Under certain circumstances, the appropriate locale is unknown at the time or place where the message key and message args are emitted. For example, a low level library might wish to emit a localized message but it is only at the UI (user interface) layer that the locale is known. As another example, imagine that the host where the localized messages are presented to the user is in a different locale, e.g. Japan, than the locale of the source host. e.g. US.

The MessageParameterObj class is intended to support this particular use case. It allows you to bundle the message key (an enum) plus any message arguments. At a later time, when the locale is known, you would invoke the getMessage(MessageParameterObj) method in IMessageConveyor to obtain the localized message.

Verification as a test case

A convenient and low hassle method for checking for mismatches between a given enum type and the corresponding resource bundles is through Junit test cases.

Here is a sample Junit test for the Colors enum discussed above.

package foo.aPackage;

import static org.junit.Assert.assertEquals;

import java.util.List;
import java.util.Locale;

import org.junit.Test;

import ch.qos.cal10n.verifier.Cal10nError;
import ch.qos.cal10n.verifier.IMessageKeyVerifier;
import ch.qos.cal10n.verifier.MessageKeyVerifier;

import ch.qos.cal10n.sample.Colors;

public class MyColorVerificationTest {

 
@Test
 
public void en_UK() {
   
IMessageKeyVerifier mkv = new MessageKeyVerifier(Colors.class);
   
List<Cal10nError> errorList = mkv.verify(Locale.UK);
   
for(Cal10nError error: errorList) {
     
System.out.println(error);
   
}
    assertEquals
(0, errorList.size());
 
}

 
@Test
 
public void fr() {
   
IMessageKeyVerifier mkv = new MessageKeyVerifier(Colors.class);
   
List<Cal10nError> errorList = mkv.verify(Locale.FRANCE);
   
for(Cal10nError error: errorList) {
     
System.out.println(error);
   
}
    assertEquals
(0, errorList.size());
 
}
}

The above unit tests start by creating a MessageKeyVerifier instance associated with an enum type, Colors in this case.
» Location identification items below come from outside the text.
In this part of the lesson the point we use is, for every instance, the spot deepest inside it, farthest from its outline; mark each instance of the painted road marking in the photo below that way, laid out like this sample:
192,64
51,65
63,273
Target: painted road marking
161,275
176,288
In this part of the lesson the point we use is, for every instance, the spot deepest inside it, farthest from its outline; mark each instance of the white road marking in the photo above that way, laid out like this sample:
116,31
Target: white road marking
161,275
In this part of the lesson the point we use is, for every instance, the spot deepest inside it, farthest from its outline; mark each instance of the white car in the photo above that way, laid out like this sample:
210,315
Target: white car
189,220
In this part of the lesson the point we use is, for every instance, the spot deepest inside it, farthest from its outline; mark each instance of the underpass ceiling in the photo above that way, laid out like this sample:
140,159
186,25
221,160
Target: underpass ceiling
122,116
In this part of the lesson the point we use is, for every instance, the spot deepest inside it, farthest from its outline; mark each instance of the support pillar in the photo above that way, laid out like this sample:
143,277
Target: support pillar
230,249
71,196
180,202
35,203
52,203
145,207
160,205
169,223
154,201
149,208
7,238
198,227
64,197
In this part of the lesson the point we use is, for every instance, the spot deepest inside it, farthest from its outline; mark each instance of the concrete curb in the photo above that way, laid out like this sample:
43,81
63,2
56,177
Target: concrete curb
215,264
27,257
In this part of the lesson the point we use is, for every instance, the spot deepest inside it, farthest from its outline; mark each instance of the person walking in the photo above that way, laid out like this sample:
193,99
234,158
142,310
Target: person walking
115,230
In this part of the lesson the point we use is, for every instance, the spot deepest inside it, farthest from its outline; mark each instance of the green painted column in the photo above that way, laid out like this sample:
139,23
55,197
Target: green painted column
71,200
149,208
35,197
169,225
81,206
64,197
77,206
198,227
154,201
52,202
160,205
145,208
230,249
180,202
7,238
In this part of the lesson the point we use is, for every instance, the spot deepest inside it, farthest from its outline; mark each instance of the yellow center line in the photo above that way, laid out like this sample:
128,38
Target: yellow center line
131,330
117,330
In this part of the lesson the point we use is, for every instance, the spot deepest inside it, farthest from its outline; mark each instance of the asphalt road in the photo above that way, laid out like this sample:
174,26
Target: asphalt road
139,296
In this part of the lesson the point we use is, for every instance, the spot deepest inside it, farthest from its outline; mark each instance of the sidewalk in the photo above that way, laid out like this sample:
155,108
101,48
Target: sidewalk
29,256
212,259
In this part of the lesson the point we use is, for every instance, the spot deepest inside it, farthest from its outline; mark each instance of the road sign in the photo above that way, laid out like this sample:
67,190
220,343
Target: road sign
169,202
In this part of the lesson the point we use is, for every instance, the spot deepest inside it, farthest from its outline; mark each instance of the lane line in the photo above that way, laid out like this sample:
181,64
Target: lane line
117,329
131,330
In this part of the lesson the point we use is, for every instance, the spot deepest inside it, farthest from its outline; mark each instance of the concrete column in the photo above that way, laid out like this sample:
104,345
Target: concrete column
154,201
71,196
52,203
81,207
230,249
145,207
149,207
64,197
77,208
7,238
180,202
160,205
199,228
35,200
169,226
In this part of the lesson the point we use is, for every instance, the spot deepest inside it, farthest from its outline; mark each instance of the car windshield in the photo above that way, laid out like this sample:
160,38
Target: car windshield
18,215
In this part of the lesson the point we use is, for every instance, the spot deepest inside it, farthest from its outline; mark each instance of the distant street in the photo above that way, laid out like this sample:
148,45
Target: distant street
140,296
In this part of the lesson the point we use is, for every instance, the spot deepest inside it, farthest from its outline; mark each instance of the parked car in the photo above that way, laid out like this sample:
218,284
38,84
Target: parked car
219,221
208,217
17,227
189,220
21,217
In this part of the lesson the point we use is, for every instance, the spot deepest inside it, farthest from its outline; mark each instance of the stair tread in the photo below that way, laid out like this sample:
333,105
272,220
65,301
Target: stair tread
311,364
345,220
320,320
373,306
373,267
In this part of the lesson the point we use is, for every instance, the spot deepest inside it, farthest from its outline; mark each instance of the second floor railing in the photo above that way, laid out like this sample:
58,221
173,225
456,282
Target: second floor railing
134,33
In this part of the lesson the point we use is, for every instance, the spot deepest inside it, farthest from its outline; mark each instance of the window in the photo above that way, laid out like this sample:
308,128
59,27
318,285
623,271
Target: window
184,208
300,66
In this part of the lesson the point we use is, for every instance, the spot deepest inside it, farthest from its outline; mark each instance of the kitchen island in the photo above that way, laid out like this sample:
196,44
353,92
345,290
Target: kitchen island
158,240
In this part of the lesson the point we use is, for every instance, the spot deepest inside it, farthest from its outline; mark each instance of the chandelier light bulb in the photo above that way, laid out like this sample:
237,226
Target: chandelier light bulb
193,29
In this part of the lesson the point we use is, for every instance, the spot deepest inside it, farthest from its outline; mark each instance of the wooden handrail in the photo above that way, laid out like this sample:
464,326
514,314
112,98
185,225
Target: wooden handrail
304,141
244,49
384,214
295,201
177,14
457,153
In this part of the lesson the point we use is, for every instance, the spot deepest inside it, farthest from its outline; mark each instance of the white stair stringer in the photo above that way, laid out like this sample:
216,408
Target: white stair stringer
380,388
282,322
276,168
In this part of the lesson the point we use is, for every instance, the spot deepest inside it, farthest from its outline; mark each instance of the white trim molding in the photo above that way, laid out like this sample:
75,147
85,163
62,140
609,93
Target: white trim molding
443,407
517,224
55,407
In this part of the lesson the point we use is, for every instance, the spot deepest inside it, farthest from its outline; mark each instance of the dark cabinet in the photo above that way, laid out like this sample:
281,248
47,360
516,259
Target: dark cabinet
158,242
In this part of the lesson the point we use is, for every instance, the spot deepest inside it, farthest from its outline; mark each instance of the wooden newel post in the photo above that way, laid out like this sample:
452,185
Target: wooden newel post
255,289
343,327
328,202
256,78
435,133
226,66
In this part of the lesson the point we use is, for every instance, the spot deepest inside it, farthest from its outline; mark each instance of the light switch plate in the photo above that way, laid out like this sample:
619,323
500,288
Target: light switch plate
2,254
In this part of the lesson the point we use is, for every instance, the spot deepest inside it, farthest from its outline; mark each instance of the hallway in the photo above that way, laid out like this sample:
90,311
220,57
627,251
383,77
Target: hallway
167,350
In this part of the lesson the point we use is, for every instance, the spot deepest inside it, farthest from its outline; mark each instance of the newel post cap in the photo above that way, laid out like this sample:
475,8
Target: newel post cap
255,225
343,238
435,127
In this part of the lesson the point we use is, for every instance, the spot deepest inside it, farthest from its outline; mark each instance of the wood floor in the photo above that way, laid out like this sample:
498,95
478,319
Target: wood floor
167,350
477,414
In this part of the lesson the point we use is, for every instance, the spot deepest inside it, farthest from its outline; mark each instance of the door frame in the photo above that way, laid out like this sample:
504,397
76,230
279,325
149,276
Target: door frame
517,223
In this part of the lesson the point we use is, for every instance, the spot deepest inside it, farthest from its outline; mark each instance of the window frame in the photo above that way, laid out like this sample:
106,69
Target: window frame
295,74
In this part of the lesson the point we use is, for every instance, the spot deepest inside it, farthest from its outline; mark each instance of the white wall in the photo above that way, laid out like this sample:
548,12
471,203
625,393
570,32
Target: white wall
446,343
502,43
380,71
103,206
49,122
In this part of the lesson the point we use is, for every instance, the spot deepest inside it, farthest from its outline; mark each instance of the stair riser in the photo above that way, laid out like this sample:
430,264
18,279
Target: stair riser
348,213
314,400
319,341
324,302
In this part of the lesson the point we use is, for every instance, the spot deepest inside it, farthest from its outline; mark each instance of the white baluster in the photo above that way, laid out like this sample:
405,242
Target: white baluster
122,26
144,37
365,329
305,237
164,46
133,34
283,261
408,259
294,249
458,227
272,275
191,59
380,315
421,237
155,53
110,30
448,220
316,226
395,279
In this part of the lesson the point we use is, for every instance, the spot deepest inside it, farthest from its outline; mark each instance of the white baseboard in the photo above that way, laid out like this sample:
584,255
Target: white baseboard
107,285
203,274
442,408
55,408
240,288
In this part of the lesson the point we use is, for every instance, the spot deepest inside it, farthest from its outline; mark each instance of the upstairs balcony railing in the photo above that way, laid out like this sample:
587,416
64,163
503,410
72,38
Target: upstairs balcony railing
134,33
The test proceeds to invoke the verify() method passing a locale as an argument. The verify() method returns the list of errors, that is the list of discrepancies between the keys listed in the enum type and the corresponding resource bundle. An empty list will be returned if there are no errors.

The unit test verifies that no errors have occurred by asserting that the size of the error list is zero.

Suppose the key "BLUE" was misspelled as "BLEU" in the colors_fr.properties resource bundle. The unit test would print the following list of errors and throw an AssertionError.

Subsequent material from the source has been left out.